21日、戦車など市内走行 陸自7師団が長距離機動訓練

 陸上自衛隊第7師団(千歳市)は21日、2023年度長距離機動訓練の一環で、10式戦車など装軌車両13両を、東千歳駐屯地から苫小牧港・西港まで公道約30キロを自走させる。騒音や振動を軽減するため、走行ベルトにゴムパッドを装着し、車両間隔を空けて速度も落として走行する。

 同訓練は即応陸上防衛力を構築する狙い。陸自の車両移送は一般的にはトレーラーだが、第7師団は戦車部隊を中心とする陸自唯一の機甲師団で、重戦力を遠隔地に迅速かつ円滑に運んで任務を果たすため、戦車など装軌車両の公道自走訓練を行っている。2011年に始まり、16年からは毎年実施し、今年で9回目となる。
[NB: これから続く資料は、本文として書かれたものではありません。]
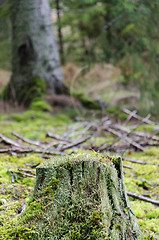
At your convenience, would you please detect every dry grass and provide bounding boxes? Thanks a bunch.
[63,63,139,107]
[0,69,11,89]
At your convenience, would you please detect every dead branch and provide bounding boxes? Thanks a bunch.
[0,133,22,147]
[127,191,159,206]
[46,132,71,143]
[113,125,159,142]
[0,147,60,155]
[123,165,134,169]
[18,168,36,173]
[8,171,15,183]
[12,132,45,148]
[60,136,91,151]
[124,110,137,125]
[13,171,36,178]
[123,109,155,125]
[25,163,40,168]
[104,127,145,151]
[123,158,154,165]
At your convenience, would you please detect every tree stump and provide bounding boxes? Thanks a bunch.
[31,154,140,239]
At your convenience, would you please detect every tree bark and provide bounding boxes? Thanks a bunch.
[26,155,140,239]
[56,0,65,65]
[7,0,65,104]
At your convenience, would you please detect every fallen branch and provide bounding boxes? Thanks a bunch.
[0,147,60,155]
[25,163,40,168]
[13,171,36,178]
[8,171,15,183]
[123,157,154,165]
[18,168,36,173]
[12,132,45,148]
[123,165,134,169]
[60,136,91,151]
[127,191,159,206]
[46,132,71,143]
[123,109,155,125]
[0,133,22,147]
[114,125,159,142]
[104,127,145,151]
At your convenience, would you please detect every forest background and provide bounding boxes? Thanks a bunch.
[1,0,159,114]
[0,0,159,239]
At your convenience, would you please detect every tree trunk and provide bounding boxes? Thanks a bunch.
[24,155,140,239]
[56,0,65,65]
[6,0,65,105]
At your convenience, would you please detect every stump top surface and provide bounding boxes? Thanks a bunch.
[36,153,117,169]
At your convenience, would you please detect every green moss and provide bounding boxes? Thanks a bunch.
[30,98,52,112]
[72,91,100,109]
[21,76,46,105]
[139,219,159,235]
[106,107,127,121]
[2,76,46,105]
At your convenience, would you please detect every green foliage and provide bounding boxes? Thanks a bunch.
[30,98,52,112]
[72,91,100,109]
[51,0,159,114]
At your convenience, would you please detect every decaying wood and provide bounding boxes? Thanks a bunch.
[59,136,91,151]
[0,109,159,157]
[18,168,36,173]
[123,158,154,165]
[127,191,159,206]
[123,109,155,125]
[33,155,140,239]
[8,171,15,183]
[0,133,22,147]
[0,147,60,155]
[46,132,71,143]
[12,132,45,148]
[13,171,36,178]
[123,165,134,169]
[25,163,40,168]
[104,127,145,151]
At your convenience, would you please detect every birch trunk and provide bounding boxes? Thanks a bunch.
[7,0,65,104]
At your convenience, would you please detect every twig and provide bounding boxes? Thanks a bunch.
[123,157,154,165]
[124,110,137,125]
[13,171,36,178]
[12,132,45,148]
[18,168,36,173]
[114,125,159,141]
[123,165,134,169]
[8,171,14,183]
[46,132,71,143]
[104,127,145,151]
[123,109,155,125]
[60,136,91,151]
[0,147,61,155]
[0,133,22,147]
[127,191,159,206]
[25,163,40,168]
[21,201,27,214]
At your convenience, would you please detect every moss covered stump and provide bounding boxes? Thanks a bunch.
[26,154,140,239]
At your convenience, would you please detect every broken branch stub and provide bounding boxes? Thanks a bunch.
[29,154,140,239]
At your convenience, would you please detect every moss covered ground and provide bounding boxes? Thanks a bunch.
[0,109,158,239]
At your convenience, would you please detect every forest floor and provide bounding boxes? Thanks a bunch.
[0,64,158,239]
[0,108,159,239]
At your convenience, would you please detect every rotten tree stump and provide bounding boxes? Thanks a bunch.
[32,154,140,239]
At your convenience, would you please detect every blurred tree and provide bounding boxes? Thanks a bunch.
[4,0,65,105]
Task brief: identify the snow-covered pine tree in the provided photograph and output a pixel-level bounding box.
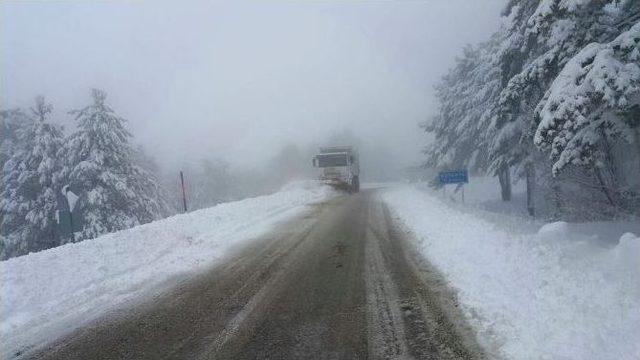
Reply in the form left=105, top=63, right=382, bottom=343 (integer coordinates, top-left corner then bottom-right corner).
left=425, top=45, right=481, bottom=172
left=490, top=0, right=627, bottom=210
left=62, top=89, right=170, bottom=240
left=485, top=0, right=543, bottom=203
left=425, top=38, right=501, bottom=173
left=536, top=22, right=639, bottom=171
left=535, top=18, right=640, bottom=209
left=0, top=96, right=64, bottom=259
left=1, top=108, right=32, bottom=170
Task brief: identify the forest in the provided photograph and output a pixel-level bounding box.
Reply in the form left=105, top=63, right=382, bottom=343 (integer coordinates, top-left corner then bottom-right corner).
left=425, top=0, right=640, bottom=220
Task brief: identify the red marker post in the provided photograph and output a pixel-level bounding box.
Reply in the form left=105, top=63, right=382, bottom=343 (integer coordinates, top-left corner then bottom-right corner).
left=180, top=171, right=188, bottom=213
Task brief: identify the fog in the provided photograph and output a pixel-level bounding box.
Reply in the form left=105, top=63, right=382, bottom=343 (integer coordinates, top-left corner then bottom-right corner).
left=1, top=0, right=504, bottom=176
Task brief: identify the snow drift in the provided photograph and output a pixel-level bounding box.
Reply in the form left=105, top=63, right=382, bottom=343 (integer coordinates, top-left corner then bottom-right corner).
left=383, top=185, right=640, bottom=360
left=0, top=181, right=335, bottom=358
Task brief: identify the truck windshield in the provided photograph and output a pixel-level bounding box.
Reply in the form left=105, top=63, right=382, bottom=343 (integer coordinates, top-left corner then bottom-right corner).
left=317, top=154, right=348, bottom=167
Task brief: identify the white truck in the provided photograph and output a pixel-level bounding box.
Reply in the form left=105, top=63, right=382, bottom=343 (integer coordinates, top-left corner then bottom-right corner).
left=312, top=146, right=360, bottom=192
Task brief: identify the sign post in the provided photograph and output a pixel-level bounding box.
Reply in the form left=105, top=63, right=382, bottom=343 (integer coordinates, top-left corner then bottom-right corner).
left=462, top=185, right=465, bottom=203
left=438, top=169, right=469, bottom=203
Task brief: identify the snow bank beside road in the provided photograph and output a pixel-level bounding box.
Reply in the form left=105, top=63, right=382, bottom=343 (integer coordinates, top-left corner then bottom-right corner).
left=383, top=186, right=640, bottom=360
left=1, top=181, right=335, bottom=358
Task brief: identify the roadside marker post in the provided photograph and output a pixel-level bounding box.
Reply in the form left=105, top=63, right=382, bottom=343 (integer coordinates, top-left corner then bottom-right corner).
left=180, top=171, right=188, bottom=213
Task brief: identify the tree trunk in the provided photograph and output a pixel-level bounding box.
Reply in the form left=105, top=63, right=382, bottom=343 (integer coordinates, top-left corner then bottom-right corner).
left=594, top=166, right=616, bottom=207
left=598, top=131, right=622, bottom=208
left=551, top=178, right=563, bottom=220
left=525, top=163, right=535, bottom=217
left=600, top=129, right=620, bottom=182
left=635, top=127, right=640, bottom=173
left=498, top=165, right=512, bottom=201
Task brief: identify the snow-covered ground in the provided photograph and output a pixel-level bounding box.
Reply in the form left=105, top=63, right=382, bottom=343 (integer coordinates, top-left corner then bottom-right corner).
left=0, top=181, right=335, bottom=358
left=383, top=183, right=640, bottom=360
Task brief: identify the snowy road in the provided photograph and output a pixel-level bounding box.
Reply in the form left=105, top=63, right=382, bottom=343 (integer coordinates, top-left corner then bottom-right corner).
left=27, top=189, right=484, bottom=359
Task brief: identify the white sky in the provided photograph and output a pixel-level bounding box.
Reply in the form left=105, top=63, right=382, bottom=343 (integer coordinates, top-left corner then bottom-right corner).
left=1, top=0, right=505, bottom=170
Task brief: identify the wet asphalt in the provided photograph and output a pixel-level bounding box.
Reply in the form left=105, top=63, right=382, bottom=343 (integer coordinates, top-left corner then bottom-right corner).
left=26, top=189, right=486, bottom=360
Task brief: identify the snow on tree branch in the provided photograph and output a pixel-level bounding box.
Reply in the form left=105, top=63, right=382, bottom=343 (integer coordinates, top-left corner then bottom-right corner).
left=535, top=22, right=640, bottom=174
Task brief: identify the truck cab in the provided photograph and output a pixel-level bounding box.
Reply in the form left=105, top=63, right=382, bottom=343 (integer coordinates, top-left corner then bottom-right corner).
left=312, top=146, right=359, bottom=192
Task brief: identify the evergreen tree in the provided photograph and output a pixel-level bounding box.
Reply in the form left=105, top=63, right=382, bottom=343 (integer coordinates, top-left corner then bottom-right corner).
left=535, top=12, right=640, bottom=175
left=425, top=37, right=502, bottom=176
left=490, top=0, right=613, bottom=202
left=1, top=108, right=32, bottom=170
left=487, top=0, right=542, bottom=202
left=0, top=96, right=63, bottom=258
left=535, top=20, right=640, bottom=209
left=425, top=45, right=482, bottom=172
left=62, top=89, right=170, bottom=240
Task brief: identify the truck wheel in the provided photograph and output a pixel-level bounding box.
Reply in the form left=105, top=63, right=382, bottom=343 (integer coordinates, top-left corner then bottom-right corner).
left=352, top=176, right=360, bottom=193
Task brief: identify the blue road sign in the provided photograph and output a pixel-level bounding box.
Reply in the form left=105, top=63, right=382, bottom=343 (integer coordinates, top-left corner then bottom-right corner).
left=438, top=170, right=469, bottom=184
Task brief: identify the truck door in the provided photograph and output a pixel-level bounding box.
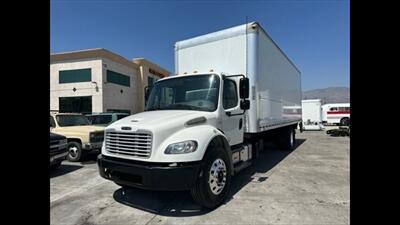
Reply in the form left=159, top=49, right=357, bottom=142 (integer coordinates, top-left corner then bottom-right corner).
left=221, top=78, right=244, bottom=145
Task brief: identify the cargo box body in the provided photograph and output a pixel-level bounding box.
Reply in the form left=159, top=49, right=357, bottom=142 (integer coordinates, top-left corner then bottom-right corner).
left=301, top=99, right=324, bottom=130
left=175, top=22, right=302, bottom=133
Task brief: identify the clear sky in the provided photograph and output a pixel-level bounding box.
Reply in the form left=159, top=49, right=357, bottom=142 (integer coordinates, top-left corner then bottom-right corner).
left=51, top=0, right=349, bottom=91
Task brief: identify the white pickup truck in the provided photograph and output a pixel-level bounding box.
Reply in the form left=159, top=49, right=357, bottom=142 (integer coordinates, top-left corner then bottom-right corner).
left=98, top=22, right=302, bottom=208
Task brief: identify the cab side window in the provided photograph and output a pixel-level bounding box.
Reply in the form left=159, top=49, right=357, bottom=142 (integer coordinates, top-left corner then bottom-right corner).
left=223, top=79, right=238, bottom=109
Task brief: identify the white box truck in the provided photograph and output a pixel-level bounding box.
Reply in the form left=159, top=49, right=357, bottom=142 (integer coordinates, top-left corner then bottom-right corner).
left=98, top=22, right=302, bottom=208
left=301, top=99, right=324, bottom=130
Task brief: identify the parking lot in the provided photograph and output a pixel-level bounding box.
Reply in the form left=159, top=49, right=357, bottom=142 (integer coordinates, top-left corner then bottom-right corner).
left=50, top=129, right=349, bottom=225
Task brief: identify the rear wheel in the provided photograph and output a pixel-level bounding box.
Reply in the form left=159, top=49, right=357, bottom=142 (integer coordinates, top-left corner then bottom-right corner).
left=340, top=117, right=350, bottom=126
left=279, top=126, right=295, bottom=150
left=190, top=146, right=232, bottom=209
left=67, top=141, right=83, bottom=162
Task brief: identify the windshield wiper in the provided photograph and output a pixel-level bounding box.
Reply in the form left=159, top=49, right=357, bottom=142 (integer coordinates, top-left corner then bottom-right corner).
left=161, top=104, right=205, bottom=111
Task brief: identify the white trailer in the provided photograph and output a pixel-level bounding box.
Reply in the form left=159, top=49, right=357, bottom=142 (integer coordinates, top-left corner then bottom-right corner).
left=322, top=103, right=350, bottom=125
left=98, top=22, right=302, bottom=209
left=301, top=99, right=324, bottom=130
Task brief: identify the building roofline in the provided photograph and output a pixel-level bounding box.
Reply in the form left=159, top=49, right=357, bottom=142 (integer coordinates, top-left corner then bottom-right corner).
left=50, top=48, right=139, bottom=70
left=132, top=58, right=171, bottom=78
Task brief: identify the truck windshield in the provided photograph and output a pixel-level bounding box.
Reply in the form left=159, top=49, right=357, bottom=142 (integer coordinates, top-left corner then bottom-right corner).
left=146, top=74, right=220, bottom=112
left=56, top=115, right=91, bottom=127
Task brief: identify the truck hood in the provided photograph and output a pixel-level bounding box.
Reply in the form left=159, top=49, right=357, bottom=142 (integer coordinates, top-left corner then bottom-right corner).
left=107, top=110, right=217, bottom=133
left=103, top=110, right=219, bottom=162
left=53, top=125, right=104, bottom=135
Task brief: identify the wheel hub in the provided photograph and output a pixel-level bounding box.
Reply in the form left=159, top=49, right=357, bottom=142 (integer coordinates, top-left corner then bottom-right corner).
left=209, top=158, right=227, bottom=195
left=290, top=131, right=294, bottom=146
left=69, top=146, right=78, bottom=157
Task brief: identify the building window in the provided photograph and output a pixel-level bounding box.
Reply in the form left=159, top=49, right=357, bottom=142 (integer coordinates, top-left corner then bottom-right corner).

 今年の訓練は21、22両日で、苫小牧市内の公道自走は21日夜。師団司令部がある東千歳駐屯地を午後9時ごろ出発し、国道36号や国道234号などを経由し、同11時ごろに苫小牧港・西港勇払埠頭(ふとう)に到着する予定だ。22日朝にフェリー「ナッチャンworld」に車両を積載し、釧路港へと出発する。

 今年の自走車両は計13両で、内訳は10式戦車が4両、90式戦車が2両、89式装甲戦闘車が1両、99式155ミリ自走りゅう弾砲が2両、87式自走高射機関砲が1両、90式戦車回収車が2両、92式地雷原処理車が1両。安全の確保や誘導のため通常車両51両も一緒に走行する。